The spatial experience of Sadakhlo itself and its built structure is a translation of the presence of the border in a built environment. Walking the streets of Sadakhlo, one is surrounded by borders. Houses are closed off by high walls and gates, the main street is a vein leading the passers-by straight through the center and to the border. Its side roads end in narrow labyrinths or dead ends. On the other side of town, a river and mountains frame the street as a natural border. The political border is a clear focus point of the movements on the street, while the village is bordering itself against the eyes of the visitor. The social life of Sadakhlo is not visible at first sight.

Abondoned bazaar area in Sadakhlo (2022), by Onur Ceritoglu

Common places

When looking for the common places – spaces for exchange and community – we were again confronted with the image of the border. The main street becomes the main space of interaction and transgression. Here too, street vendors sell produce and chicken, shops open up to the street and men are standing on the sidewalk, observing. The horizontally oriented structure of this common area again mirrors the idea of the border. There does not seem to be a gathering but rather a passing and waiting, giving space to social interaction that feels both temporal and static. Just like the border is a place of constant movement and total stagnation, for the visitor the streets of Sadakhlo become spaces where action seems visible but not tangible.

We saw men sitting or standing alongside the road but not interacting with one another. Chicken for sale in cages, but no one there to sell them.
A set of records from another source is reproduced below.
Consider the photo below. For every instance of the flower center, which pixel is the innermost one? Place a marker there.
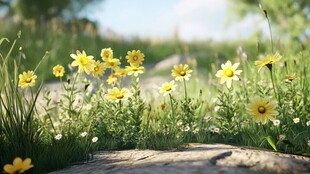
(228, 72)
(135, 58)
(168, 88)
(261, 109)
(120, 96)
(28, 80)
(182, 73)
(107, 54)
(84, 61)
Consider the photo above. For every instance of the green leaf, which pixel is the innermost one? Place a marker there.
(271, 143)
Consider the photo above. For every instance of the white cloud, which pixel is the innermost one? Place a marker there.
(193, 19)
(198, 19)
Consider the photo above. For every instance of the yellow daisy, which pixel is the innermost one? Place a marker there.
(134, 70)
(84, 62)
(18, 166)
(135, 57)
(228, 73)
(113, 63)
(167, 88)
(262, 109)
(112, 79)
(121, 72)
(106, 53)
(99, 69)
(58, 71)
(268, 61)
(27, 79)
(181, 72)
(116, 94)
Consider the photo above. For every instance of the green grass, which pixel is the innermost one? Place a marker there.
(204, 112)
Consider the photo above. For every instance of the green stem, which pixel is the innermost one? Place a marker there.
(185, 90)
(271, 39)
(172, 108)
(71, 95)
(273, 85)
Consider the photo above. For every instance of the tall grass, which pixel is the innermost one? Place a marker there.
(88, 116)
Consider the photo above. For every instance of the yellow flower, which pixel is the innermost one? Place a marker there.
(19, 166)
(116, 94)
(262, 109)
(268, 61)
(58, 71)
(181, 72)
(112, 79)
(135, 57)
(134, 70)
(84, 62)
(290, 78)
(99, 69)
(167, 88)
(228, 73)
(27, 79)
(106, 53)
(112, 63)
(121, 72)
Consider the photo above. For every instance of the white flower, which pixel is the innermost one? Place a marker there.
(58, 136)
(88, 107)
(211, 128)
(217, 130)
(84, 134)
(196, 130)
(296, 120)
(94, 140)
(179, 123)
(282, 136)
(217, 108)
(56, 124)
(186, 128)
(276, 122)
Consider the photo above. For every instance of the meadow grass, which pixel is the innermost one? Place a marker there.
(206, 100)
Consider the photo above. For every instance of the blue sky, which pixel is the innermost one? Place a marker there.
(193, 19)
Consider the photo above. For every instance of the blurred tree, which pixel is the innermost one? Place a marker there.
(291, 17)
(46, 9)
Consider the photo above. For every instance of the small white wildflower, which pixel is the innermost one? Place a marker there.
(179, 123)
(217, 108)
(196, 130)
(217, 130)
(94, 140)
(186, 128)
(58, 136)
(296, 120)
(56, 124)
(276, 122)
(282, 136)
(84, 134)
(211, 128)
(88, 107)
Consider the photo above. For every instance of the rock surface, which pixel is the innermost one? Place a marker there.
(194, 158)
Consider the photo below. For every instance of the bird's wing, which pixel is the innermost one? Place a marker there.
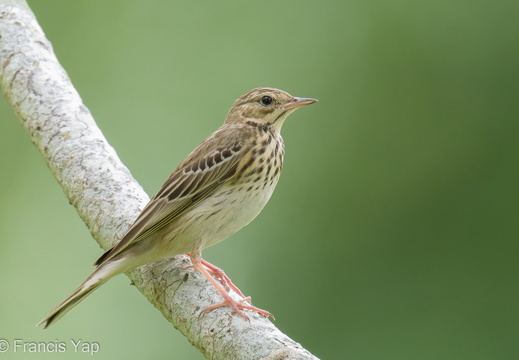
(197, 177)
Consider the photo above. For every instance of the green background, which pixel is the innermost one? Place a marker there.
(393, 233)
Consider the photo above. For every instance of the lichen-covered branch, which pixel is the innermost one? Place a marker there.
(108, 199)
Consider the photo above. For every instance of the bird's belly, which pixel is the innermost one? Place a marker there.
(227, 211)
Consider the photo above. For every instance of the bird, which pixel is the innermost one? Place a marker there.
(220, 187)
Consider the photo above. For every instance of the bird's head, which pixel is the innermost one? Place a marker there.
(265, 107)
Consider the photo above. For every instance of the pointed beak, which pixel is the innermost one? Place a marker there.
(297, 103)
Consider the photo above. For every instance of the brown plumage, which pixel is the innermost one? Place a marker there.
(220, 187)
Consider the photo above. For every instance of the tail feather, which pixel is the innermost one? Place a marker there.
(98, 278)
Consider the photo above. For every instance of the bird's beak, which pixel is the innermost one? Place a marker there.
(297, 103)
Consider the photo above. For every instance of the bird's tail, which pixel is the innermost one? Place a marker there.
(98, 278)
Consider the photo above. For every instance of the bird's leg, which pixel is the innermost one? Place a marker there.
(219, 274)
(237, 305)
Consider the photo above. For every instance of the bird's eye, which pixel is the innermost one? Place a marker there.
(266, 100)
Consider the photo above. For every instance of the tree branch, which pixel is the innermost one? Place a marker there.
(108, 199)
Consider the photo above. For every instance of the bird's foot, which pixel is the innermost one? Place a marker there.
(215, 275)
(237, 306)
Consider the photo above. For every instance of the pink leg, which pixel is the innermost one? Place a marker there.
(218, 274)
(212, 273)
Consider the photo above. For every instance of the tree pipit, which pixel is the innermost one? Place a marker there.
(218, 189)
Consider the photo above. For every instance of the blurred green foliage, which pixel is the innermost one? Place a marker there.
(393, 231)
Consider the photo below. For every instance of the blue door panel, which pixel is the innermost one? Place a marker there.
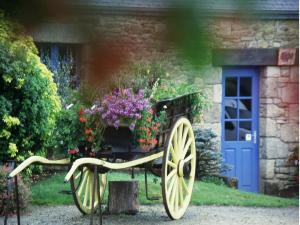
(240, 100)
(246, 167)
(230, 160)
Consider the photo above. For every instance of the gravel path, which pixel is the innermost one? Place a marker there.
(155, 215)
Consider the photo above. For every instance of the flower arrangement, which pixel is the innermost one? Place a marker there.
(122, 107)
(90, 132)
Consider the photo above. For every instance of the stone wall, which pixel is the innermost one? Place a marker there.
(279, 134)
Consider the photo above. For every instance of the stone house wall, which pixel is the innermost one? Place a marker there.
(279, 123)
(144, 36)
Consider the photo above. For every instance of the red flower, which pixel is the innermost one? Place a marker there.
(88, 131)
(73, 151)
(81, 112)
(90, 138)
(92, 154)
(82, 119)
(142, 140)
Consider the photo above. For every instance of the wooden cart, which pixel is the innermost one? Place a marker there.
(173, 158)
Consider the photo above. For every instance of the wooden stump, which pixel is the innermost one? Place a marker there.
(123, 197)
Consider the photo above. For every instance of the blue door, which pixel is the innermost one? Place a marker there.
(240, 125)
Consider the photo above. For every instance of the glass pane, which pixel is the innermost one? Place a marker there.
(230, 131)
(245, 108)
(230, 108)
(245, 131)
(245, 86)
(231, 86)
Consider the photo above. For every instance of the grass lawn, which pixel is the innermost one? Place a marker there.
(48, 192)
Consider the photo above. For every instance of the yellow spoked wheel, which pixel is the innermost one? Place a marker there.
(179, 166)
(82, 188)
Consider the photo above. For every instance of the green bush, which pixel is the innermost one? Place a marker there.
(28, 96)
(7, 194)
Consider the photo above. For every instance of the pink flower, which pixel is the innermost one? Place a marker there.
(73, 151)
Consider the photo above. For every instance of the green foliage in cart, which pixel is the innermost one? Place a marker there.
(28, 96)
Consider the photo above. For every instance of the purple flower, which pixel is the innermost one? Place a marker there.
(121, 104)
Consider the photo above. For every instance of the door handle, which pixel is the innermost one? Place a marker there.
(254, 137)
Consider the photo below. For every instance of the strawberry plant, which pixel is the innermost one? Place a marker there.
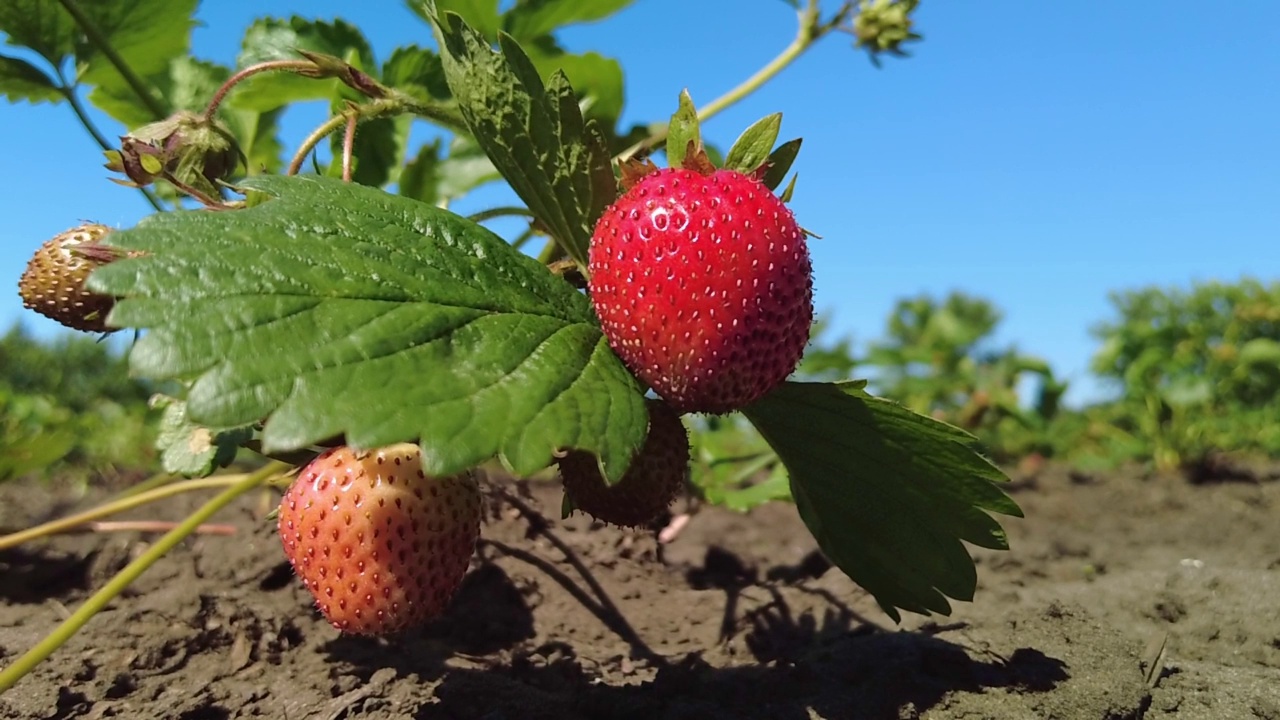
(295, 313)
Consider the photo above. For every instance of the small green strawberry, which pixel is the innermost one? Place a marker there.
(380, 545)
(703, 285)
(53, 283)
(650, 483)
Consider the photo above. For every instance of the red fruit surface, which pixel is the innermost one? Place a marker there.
(703, 286)
(53, 283)
(380, 545)
(650, 483)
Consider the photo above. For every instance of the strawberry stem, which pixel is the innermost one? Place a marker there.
(114, 507)
(809, 32)
(97, 601)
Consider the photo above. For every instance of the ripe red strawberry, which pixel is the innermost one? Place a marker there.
(650, 483)
(54, 281)
(703, 286)
(380, 545)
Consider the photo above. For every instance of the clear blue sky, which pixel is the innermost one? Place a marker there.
(1036, 154)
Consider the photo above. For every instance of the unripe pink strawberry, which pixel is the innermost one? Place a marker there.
(53, 283)
(703, 286)
(380, 545)
(650, 483)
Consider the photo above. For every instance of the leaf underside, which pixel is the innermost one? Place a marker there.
(339, 309)
(888, 493)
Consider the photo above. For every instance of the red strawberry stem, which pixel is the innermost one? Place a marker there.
(97, 601)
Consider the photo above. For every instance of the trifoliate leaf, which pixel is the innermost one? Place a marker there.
(188, 449)
(888, 493)
(339, 309)
(753, 147)
(270, 39)
(534, 133)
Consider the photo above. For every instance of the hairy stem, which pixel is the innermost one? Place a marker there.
(141, 89)
(809, 32)
(68, 91)
(270, 65)
(348, 147)
(97, 601)
(113, 507)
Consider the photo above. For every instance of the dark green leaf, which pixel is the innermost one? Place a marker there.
(270, 39)
(421, 174)
(682, 131)
(597, 80)
(534, 133)
(339, 309)
(41, 26)
(480, 14)
(780, 163)
(187, 449)
(888, 495)
(754, 146)
(416, 71)
(145, 33)
(533, 18)
(465, 169)
(19, 80)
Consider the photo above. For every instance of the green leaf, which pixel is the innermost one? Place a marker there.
(339, 309)
(888, 495)
(754, 146)
(480, 14)
(145, 33)
(780, 163)
(533, 18)
(534, 135)
(191, 450)
(270, 39)
(41, 26)
(597, 80)
(682, 131)
(421, 174)
(416, 71)
(465, 169)
(19, 81)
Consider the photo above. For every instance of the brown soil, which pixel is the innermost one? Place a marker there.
(739, 618)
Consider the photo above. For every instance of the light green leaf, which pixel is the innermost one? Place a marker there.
(888, 493)
(19, 81)
(339, 309)
(41, 26)
(753, 147)
(416, 71)
(531, 18)
(145, 33)
(534, 135)
(780, 163)
(682, 131)
(272, 39)
(191, 450)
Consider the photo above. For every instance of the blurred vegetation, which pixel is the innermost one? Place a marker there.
(1194, 373)
(68, 409)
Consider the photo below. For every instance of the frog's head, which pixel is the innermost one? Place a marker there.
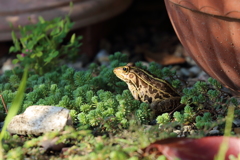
(125, 73)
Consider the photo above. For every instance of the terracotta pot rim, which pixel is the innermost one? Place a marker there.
(233, 15)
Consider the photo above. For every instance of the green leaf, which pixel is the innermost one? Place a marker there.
(15, 61)
(39, 54)
(15, 41)
(41, 19)
(12, 49)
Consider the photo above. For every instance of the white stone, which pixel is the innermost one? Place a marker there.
(40, 119)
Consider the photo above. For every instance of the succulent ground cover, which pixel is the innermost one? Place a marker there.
(108, 122)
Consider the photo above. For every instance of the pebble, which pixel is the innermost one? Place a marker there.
(37, 120)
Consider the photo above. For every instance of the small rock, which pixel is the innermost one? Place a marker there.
(194, 71)
(190, 60)
(40, 119)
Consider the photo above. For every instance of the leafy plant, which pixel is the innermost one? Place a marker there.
(42, 44)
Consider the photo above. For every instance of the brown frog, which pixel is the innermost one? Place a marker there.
(146, 87)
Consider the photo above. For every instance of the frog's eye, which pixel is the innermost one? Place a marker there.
(125, 69)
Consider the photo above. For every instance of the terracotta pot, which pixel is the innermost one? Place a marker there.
(83, 13)
(210, 32)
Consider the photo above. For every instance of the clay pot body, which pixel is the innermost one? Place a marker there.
(210, 32)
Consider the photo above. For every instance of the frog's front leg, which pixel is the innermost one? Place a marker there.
(165, 105)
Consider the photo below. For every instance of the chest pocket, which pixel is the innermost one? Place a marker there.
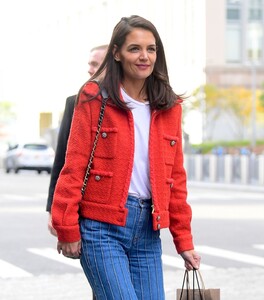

Shops open, but not frequented. Horses grazing in a dried- out riverbed.

We reached a point of frustration, running against an invisible, yet more than obvious border of social interaction. Not only were the houses and places of Sadakhlo closed off by high gates, but we didn’t even seem to see the doorknob. Not speaking the language, most of us not familiar with the cultural context, all of us were having a very personal border experience.

Behind the borders

We knocked on doors, trying to start a conversation and to understand where the public life was taking place.

In the center of the village, we found two Chaikhanas where the men spend their day. There, we found ourselves confronted with the reality of another border: the gendered one. While some of us spent time in this strictly male meeting point, the rest went out to find the female counterpart. We were able to join a wedding celebration, met local teachers and learned how to bake bread.All these different experiences were connected by a common ground: the sharing of food, and thus a sharing of Sevda – in its Georgian, but mostly in the Azerbaijani meaning.